Rolling Stones Fans Petitioning For 1969 Live Tapes To Be Released

A petition to see the release of a trio of professionally recorded soundboards from the Rolling Stones‘ November 1969 Madison Square Garden stand has nearly met its goal of 2,500 signatures. Two of the shows were briefly available online as a copyright protection drops before being yanked prior to the masses being able to download them.

In addition to tracks recorded from the band’s November 26th, 1969 gig at the Baltimore Civic Center, the 1970 Get Yer Ya-Ya’s Out: The Rolling Stones In Concert album was culled from the Stones’ November 27th and 28th MSG performances. In 1970, there was extensive post-production added to the raw tapes by Mick Jagger and Keith Richards at London’s Olympic Studios.

According to the petition, which at press time was at 2,061 signatures:

We, in the Rolling Stones fan-base community are strongly advocating for a release of a potential box set containing all three of the professionally recorded shows from Madison Square Garden utilized for the Get Yer Ya-Ya’s Out live in-concert album. Glyn Johns, legendary engineer and producer who recorded these brilliant performances on 11/27/69 & 11/28/69, was fortunate to capture the Rolling Stones at the peak of their powers. By the time they reached the east coast, the Stones had played over a dozen shows and were musically tight and commanding.

By all accounts, from fans and critics alike, the Madison Square Garden shows were arguably the best performed shows of the ’69 US tour.

We, in the Stones fan-base community have longed to hear all three of the MSG shows (minus the excessive vocal/instrumental overdubs & extraneous editing), released in excellent quality, exactly as they were played in order to experience a true representation of being at a Rolling Stones concert in 1969! Why release all three MSG shows- given that there was minor variability in the setlists?

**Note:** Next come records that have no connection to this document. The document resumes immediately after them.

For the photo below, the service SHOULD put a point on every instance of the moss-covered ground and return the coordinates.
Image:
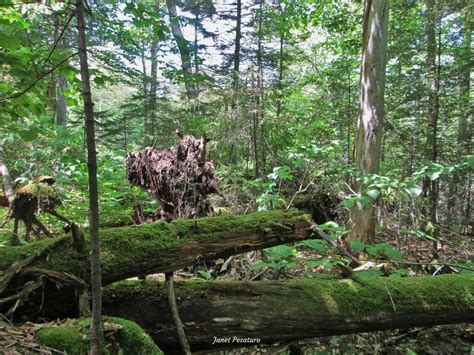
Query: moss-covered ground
(72, 337)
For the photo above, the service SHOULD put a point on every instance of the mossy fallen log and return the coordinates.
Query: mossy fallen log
(236, 314)
(166, 247)
(135, 251)
(119, 336)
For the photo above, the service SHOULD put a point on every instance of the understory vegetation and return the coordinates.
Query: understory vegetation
(375, 148)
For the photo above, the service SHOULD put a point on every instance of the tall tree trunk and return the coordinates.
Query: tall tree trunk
(433, 108)
(146, 100)
(60, 81)
(153, 80)
(254, 129)
(238, 38)
(368, 140)
(196, 43)
(7, 181)
(260, 107)
(96, 280)
(281, 58)
(61, 105)
(183, 48)
(465, 119)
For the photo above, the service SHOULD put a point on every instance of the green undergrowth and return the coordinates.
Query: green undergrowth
(121, 337)
(131, 244)
(343, 296)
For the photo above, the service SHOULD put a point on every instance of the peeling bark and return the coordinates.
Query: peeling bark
(291, 310)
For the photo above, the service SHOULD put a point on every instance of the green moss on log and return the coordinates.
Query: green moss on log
(137, 246)
(332, 297)
(73, 338)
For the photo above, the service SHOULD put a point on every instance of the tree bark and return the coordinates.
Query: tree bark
(7, 180)
(460, 196)
(433, 106)
(153, 80)
(367, 145)
(95, 266)
(238, 37)
(61, 105)
(291, 310)
(183, 48)
(167, 247)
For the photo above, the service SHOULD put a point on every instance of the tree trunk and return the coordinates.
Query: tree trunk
(166, 247)
(138, 250)
(464, 138)
(183, 48)
(290, 310)
(61, 105)
(433, 106)
(368, 140)
(153, 81)
(260, 99)
(280, 78)
(7, 180)
(95, 266)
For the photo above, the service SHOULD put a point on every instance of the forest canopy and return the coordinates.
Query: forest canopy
(358, 113)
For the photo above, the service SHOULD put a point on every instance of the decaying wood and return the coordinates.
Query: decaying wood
(155, 247)
(30, 200)
(179, 178)
(291, 310)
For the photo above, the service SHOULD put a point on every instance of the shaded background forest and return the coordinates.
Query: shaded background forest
(275, 85)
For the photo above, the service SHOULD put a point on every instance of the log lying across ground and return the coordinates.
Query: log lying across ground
(135, 251)
(239, 313)
(165, 247)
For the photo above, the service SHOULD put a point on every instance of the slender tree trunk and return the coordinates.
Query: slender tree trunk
(60, 82)
(254, 131)
(183, 48)
(7, 181)
(465, 119)
(153, 80)
(433, 108)
(196, 44)
(260, 107)
(368, 139)
(146, 100)
(96, 281)
(238, 38)
(281, 58)
(61, 105)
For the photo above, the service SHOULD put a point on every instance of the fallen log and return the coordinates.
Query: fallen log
(238, 314)
(140, 250)
(166, 247)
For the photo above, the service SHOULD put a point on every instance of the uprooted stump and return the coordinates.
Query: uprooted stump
(30, 200)
(179, 178)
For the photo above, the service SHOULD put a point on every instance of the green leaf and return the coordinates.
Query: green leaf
(373, 194)
(414, 190)
(370, 273)
(394, 254)
(29, 135)
(435, 175)
(470, 161)
(316, 244)
(373, 250)
(329, 226)
(356, 245)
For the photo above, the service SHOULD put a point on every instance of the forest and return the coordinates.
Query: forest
(236, 177)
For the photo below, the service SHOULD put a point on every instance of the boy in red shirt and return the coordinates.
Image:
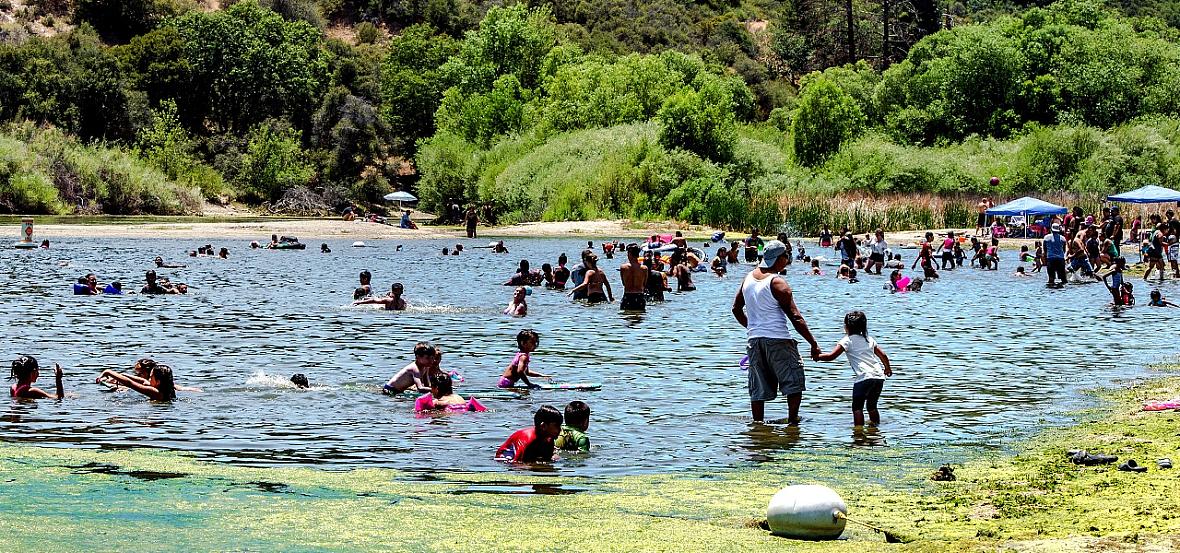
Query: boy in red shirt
(536, 443)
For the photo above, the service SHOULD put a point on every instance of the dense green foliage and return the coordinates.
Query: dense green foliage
(634, 107)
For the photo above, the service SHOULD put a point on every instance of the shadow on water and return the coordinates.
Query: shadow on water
(107, 468)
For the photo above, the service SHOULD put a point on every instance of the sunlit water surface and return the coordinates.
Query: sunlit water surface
(981, 359)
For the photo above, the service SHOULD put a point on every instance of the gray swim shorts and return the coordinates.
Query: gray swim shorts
(774, 367)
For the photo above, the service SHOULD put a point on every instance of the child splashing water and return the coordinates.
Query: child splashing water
(159, 386)
(443, 397)
(518, 369)
(870, 366)
(25, 372)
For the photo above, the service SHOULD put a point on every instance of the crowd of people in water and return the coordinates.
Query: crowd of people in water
(1077, 248)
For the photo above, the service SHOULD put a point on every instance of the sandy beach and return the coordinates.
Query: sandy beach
(335, 229)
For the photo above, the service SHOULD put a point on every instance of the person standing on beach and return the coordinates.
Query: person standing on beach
(1055, 256)
(635, 281)
(472, 221)
(765, 304)
(981, 223)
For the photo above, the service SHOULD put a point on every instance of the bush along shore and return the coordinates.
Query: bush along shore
(537, 114)
(1035, 498)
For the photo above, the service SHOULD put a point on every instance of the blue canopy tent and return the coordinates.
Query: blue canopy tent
(1147, 195)
(1024, 208)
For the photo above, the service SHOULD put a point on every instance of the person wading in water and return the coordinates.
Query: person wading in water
(765, 304)
(635, 280)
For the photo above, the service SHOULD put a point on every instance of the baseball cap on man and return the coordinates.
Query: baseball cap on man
(771, 254)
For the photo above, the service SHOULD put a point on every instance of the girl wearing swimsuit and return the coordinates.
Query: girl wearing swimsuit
(25, 372)
(518, 369)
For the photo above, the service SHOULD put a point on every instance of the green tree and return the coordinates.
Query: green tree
(119, 20)
(825, 119)
(412, 84)
(701, 120)
(273, 163)
(247, 64)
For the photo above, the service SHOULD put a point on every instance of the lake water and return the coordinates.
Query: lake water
(979, 357)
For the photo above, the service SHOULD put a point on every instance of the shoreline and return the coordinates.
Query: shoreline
(1030, 499)
(319, 229)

20 years after the fact, Keith Richards looked back at the Stones’ ’69 North American tour as the road trek that brought about the band’s modern era: “Suddenly you had to work with P.A. systems. Instead of playing full-blast just bro try to penetrate the audience, then suddenly — it’s back to learning how to play onstage again. So for us, it was all like a school again, the ’69 tour.”